Egal, ob vor dem Kölner Dom, im New Yorker Central Park oder an der Oper von Sydney: Überall laufen in diesen Tagen Menschen umher, rufen „Oh“ und „Ah“, richten ihre Handys auf Wesen, die niemand außer ihnen sieht, und haben unglaublichen Spaß. Der Grund erschließt sich beim Blick auf die Telefone: Auf deren Display tummeln sich plötzlich bunte Figuren, die durch die Bilder der echten Umgebung wuseln – Pokémon, virtuelle Comic-Monster, die die Spieler durch eifriges Tippen auf ihre Bildschirme fangen wollen.

Es ist ein globaler Hype ungekannten Ausmaßes. Nur gut zwei Wochen nach dem Start in den USA Anfang Juli hat die Monsterjagd Pokémon Go bereits Millionen Anhänger weltweit; das Spiel hat mehr aktive Nutzer als der Nachrichtendienst Twitter oder die Dating-App Tinder. Seine Fans verbringen mehr Zeit mit ihm als mit Facebook.

In welchem Land auch immer die Jagd auf die naiv-bunten Kobolde startet, dominiert sie die App-Charts. Der Kurs des Unterhaltungsriesen Nintendo stieg nach dem Start der Monster-App rasant an – dabei ist der japanische Konzern beim Rechtebesitzer Pokémon Company und dem Spieleentwickler Niantic nur Minderheitseigner. Erst als das Nintendo-Management selbst die Erwartungen dämpfte und verkündete, dass Pokémon Go nur "begrenzten Einfluss" auf den Gewinn haben werde, brach der Höhenflug ab und der Aktienkurs ein.

„Pokémon Go“: Kleine Kampf-Monster erobern die Welt

Der Gaming-Coup ist weit mehr als ein ökonomischer Erfolg. Quasi huckepack macht er eine Technologie zum Massenphänomen, die sich – obwohl längst marktreif – bisher beim breiten Publikum nicht durchsetzen konnte: Augmented Reality (AR), zu Deutsch „erweiterte Realität“, die Verschmelzung realer Räume mit computergenerierten Welten. „Das Spiel ist ein Lehrstück, wie sich eine etablierte Marke innovative Technik zunutze machen kann“, sagt Harald Summa, Geschäftsführer beim Eco-Verband der Internetwirtschaft in Köln.
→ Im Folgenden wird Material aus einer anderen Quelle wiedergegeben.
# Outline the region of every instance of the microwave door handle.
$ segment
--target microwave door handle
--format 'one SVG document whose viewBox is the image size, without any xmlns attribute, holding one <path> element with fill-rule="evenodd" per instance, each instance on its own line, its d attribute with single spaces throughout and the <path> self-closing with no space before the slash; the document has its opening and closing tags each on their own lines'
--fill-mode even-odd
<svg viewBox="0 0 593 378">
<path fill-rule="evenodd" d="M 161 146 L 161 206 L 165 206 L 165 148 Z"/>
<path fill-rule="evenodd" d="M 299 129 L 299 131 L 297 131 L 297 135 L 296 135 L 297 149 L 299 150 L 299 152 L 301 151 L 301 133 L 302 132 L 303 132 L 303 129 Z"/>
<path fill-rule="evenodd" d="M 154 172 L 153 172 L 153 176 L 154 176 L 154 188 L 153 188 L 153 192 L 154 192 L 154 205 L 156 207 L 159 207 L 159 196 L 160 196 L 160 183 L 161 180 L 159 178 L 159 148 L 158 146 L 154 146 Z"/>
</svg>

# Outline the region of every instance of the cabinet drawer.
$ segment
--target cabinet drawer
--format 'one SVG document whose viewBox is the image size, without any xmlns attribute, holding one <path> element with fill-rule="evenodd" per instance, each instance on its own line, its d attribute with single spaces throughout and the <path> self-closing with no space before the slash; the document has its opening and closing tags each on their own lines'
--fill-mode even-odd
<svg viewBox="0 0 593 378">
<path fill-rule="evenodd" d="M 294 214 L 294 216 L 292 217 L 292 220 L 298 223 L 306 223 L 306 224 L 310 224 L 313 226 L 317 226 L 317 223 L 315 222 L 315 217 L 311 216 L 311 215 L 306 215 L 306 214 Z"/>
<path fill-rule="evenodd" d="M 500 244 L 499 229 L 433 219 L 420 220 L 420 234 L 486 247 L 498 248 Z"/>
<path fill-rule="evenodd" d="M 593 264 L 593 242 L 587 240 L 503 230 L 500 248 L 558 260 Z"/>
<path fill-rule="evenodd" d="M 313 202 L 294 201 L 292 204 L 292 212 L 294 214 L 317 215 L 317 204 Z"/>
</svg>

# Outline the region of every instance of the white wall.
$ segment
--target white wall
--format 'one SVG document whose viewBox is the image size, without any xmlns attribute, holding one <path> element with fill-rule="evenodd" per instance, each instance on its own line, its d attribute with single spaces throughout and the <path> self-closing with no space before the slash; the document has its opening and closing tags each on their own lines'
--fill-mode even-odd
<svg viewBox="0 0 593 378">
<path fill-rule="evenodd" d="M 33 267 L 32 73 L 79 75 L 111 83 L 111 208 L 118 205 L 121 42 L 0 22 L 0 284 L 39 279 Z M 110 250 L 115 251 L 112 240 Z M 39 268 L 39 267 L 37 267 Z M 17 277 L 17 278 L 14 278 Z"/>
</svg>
Vor allem aber ist der Siegeszug der digitalen Kobolde ein Musterbeispiel, wie sich Innovationen am Markt etablieren lassen. Letztlich sind es fünf Faktoren, die dem Produkt zum Durchbruch verholfen haben. Zum Pokémon-Prinzip verdichtet, sind sie zugleich ein universelles Innovationswerkzeug, auch für Unternehmen anderer Branchen: Wer die Regeln beherzigt oder ignoriert, entscheidet damit zugleich, ob seine Produkte ein Welthit werden – oder ein Megaflop.

1. Der Kunde will spielen

Erfolgreich wird nur, was Freude macht. Die Pokémon-Entwickler nutzen den Spaßfaktor musterhaft aus. Die niedlichen Comic-Figuren setzen auf die Wirkung des Kindchenschemas beim Spieler. Die Aufgabe, die Pixelhelden mit einem Ball abzuwerfen, überträgt das Prinzip beliebter Sportarten wie Völker- oder Brennball in die erweiterte Realität.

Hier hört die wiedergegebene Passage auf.